What they didn’t debate

Posted: Tuesday, September 30, 2008 9:42 pm
By: Douglas Cohn and Eleanor Clift

  By DOUGLAS COHN

and ELEANOR CLIFT

WASHINGTON — The television audience may find it a bit odd that the first of three debates between the two presidential contenders focused on foreign policy when the nation’s economic future is on everybody’s mind. Sen. John McCain, R-Ariz., made a brief attempt to postpone or even call off the debate, saying he would not appear unless a bipartisan deal had emerged on Capitol Hill. Sen. Barack Obama, D-Ill., resisted, saying the time when voters most need to hear from the candidates is at a time of crisis.

The Presidential Commission on Debates weighed in to resolve the impasse. Thanks, but no thanks, was the message to McCain, and so the debate scheduled for Friday evening in Mississippi went ahead as planned, with the opening portion focusing on the financial bailout.

Although the two campaigns agreed that the first debate would be about foreign policy, the Wall Street meltdown is an issue of national security with the administration poised to borrow another $700 billion from Asian bankers to underwrite the growing U.S. debt. 

When the presidential race began almost two years ago, the war in Iraq was the top issue. That’s no longer the case. With the number of American casualties down and a relative sense of stability taking hold in Iraq, the two candidates are not that far apart in wanting to responsibly wind down the U.S. presence. A growing involvement in Afghanistan and Pakistan is more problematic, and here too, both candidates have tended to be more hawkish, calling for more troops in Afghanistan.

The overarching question for the next president is how to deal with a newly resurgent Russia. McCain has called for ousting Russia from the G-8, a club of western democracies, while Obama is on the side of aggressive diplomatic and economic engagement. That is perhaps the starkest difference in the way the two candidates look at the world.

McCain would punish Russia for invading Georgia, a former satellite state, while the Olympic Games in Beijing distracted much of the world. Obama takes the view that we need Russia to fight terrorism and to safeguard its nuclear arsenal from terrorists, and that engagement is not capitulation.

The two theories will be challenged in the context of Russia dispatching a fleet to Venezuela, the first time since the Cuban missile crisis in 1962 that Russia has inserted itself into what American presidents consider the U.S. sphere of influence. Venezuela is one of the leading producers of oil, and Venezuelan President Hugo Chavez is no friend of America, challenging and ridiculing President

Bush whenever he can. Chavez, who is a Socialist, gave a speech in Caracas where according to Reuters news service he said, “The United States has spent $900 billion, four times what the Venezuelan economy produces in a year, to try to boost the troubled finance system and housing market. . . . They have criticized me, especially in the United States, for nationalizing a great company, CANTV, that didn’t even cost $1.5 billion.” And now, reminiscent of the Russian-Cuban affiliation of ‘62, Russia is providing him with money to buy arms.

Chavez gloating over America’s economic mismanagement should remind the candidates of what we’ve squandered in the eyes of the world.

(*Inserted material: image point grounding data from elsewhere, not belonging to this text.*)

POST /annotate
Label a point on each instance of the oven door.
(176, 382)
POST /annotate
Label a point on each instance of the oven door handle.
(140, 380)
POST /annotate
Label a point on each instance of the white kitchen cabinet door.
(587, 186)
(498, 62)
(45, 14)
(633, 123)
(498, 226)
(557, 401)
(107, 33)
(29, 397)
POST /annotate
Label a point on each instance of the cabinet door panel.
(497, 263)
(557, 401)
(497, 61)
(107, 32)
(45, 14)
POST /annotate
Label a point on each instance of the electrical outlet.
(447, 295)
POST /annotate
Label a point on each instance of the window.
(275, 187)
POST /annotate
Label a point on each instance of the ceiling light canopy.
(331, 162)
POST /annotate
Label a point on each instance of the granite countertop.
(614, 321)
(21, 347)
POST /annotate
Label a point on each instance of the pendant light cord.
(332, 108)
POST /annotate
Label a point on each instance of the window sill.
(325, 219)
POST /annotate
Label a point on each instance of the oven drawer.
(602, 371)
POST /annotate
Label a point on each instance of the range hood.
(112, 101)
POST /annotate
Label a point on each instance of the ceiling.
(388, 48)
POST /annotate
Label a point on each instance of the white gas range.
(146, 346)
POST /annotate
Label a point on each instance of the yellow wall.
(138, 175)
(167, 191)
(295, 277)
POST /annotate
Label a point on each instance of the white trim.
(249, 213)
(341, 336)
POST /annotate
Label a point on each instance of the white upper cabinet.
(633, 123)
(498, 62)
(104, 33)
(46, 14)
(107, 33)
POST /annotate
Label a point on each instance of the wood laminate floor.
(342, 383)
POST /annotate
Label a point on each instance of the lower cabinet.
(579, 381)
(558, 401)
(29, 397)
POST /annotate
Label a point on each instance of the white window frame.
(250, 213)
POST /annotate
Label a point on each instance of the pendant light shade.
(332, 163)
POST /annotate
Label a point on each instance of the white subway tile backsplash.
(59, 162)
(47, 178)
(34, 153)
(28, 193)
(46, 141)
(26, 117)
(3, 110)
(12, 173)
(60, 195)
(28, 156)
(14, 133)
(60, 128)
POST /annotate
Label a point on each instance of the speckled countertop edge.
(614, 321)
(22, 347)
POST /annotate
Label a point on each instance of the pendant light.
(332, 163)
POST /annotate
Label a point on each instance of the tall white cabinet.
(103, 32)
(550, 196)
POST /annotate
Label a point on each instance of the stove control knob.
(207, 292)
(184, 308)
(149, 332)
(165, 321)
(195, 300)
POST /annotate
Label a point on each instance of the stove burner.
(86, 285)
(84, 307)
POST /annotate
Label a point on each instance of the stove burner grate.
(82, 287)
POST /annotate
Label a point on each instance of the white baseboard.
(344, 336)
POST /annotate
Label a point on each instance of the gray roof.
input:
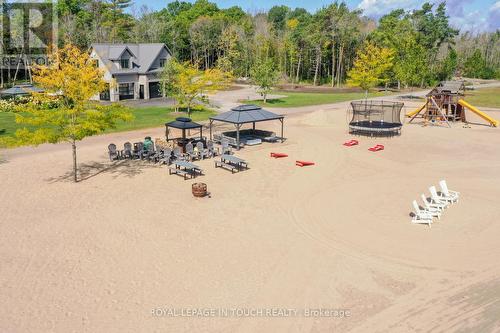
(454, 87)
(246, 114)
(143, 55)
(183, 123)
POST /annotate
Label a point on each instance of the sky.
(475, 15)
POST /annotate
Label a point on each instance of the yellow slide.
(411, 114)
(483, 115)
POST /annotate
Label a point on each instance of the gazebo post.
(238, 135)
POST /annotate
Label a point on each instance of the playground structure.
(445, 104)
(376, 118)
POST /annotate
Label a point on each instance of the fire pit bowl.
(199, 190)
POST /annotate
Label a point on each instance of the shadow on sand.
(127, 168)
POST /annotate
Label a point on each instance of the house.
(134, 68)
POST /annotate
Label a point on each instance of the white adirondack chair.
(421, 217)
(447, 193)
(432, 205)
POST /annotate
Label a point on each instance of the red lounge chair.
(303, 163)
(351, 143)
(376, 148)
(278, 155)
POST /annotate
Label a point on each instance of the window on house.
(124, 63)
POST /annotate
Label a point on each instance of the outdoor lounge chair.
(431, 205)
(421, 217)
(127, 150)
(190, 154)
(225, 148)
(448, 193)
(211, 149)
(156, 156)
(167, 156)
(178, 155)
(432, 210)
(113, 153)
(436, 198)
(146, 154)
(137, 152)
(202, 151)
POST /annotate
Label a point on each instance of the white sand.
(100, 255)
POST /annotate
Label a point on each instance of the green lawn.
(296, 99)
(488, 97)
(144, 117)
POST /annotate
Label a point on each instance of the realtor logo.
(28, 28)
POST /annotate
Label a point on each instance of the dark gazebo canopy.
(246, 114)
(183, 124)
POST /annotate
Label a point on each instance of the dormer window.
(124, 63)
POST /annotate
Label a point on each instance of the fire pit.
(199, 190)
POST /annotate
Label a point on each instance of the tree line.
(318, 48)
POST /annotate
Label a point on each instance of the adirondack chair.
(190, 154)
(127, 150)
(113, 153)
(167, 156)
(137, 152)
(202, 151)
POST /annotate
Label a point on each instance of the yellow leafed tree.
(63, 112)
(371, 64)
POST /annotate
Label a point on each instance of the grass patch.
(297, 99)
(488, 97)
(144, 117)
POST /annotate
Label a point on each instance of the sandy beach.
(115, 251)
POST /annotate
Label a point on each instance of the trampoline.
(375, 118)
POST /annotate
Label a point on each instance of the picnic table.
(231, 162)
(184, 169)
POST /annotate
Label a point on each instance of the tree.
(68, 117)
(371, 64)
(265, 76)
(189, 85)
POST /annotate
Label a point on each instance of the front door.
(141, 91)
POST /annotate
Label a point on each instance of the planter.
(199, 190)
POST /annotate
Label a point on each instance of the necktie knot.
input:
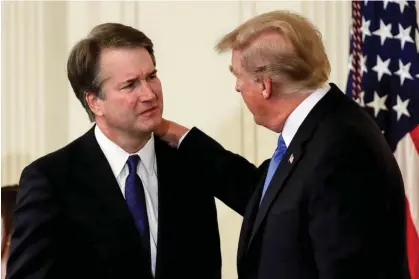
(281, 148)
(132, 163)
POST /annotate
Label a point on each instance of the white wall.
(41, 114)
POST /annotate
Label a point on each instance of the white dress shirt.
(146, 169)
(296, 118)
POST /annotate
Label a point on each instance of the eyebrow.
(153, 72)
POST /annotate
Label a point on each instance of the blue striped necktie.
(273, 165)
(135, 198)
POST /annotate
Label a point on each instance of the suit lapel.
(293, 155)
(166, 199)
(248, 220)
(95, 168)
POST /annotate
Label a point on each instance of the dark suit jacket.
(71, 220)
(334, 211)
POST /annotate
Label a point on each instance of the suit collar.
(293, 155)
(93, 167)
(296, 118)
(117, 157)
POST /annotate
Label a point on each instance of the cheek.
(155, 85)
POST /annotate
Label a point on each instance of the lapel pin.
(291, 158)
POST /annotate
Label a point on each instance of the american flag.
(384, 79)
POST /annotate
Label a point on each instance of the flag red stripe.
(412, 245)
(415, 137)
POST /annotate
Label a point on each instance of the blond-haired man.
(329, 204)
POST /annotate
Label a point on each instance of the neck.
(282, 107)
(130, 142)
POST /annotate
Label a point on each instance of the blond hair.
(299, 55)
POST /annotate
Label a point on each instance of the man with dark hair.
(116, 202)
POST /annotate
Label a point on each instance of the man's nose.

Rival powers like Russia and China have opportunities to challenge U.S. interests that they didn’t have before. It’s not surprising that

Russia is pushing back against the installation of a U.S. missile defense system in Poland. McCain supports the venture despite its high cost and doubts that it can work. Obama thinks it is unnecessarily provocative at this time in Russia’s history. Who’s right? Bringing it back to Wall Street, China has emerged as one of our major trading partners along with being the chief banker for another round of borrowed money. Is this inter-dependence healthy or do we have just as much reason to fear China’s leverage over our economy as the Russian fleet steaming toward Venezuela? These are not exactly pocketbook issues; maybe they should be. And maybe they should have debated them in the debate.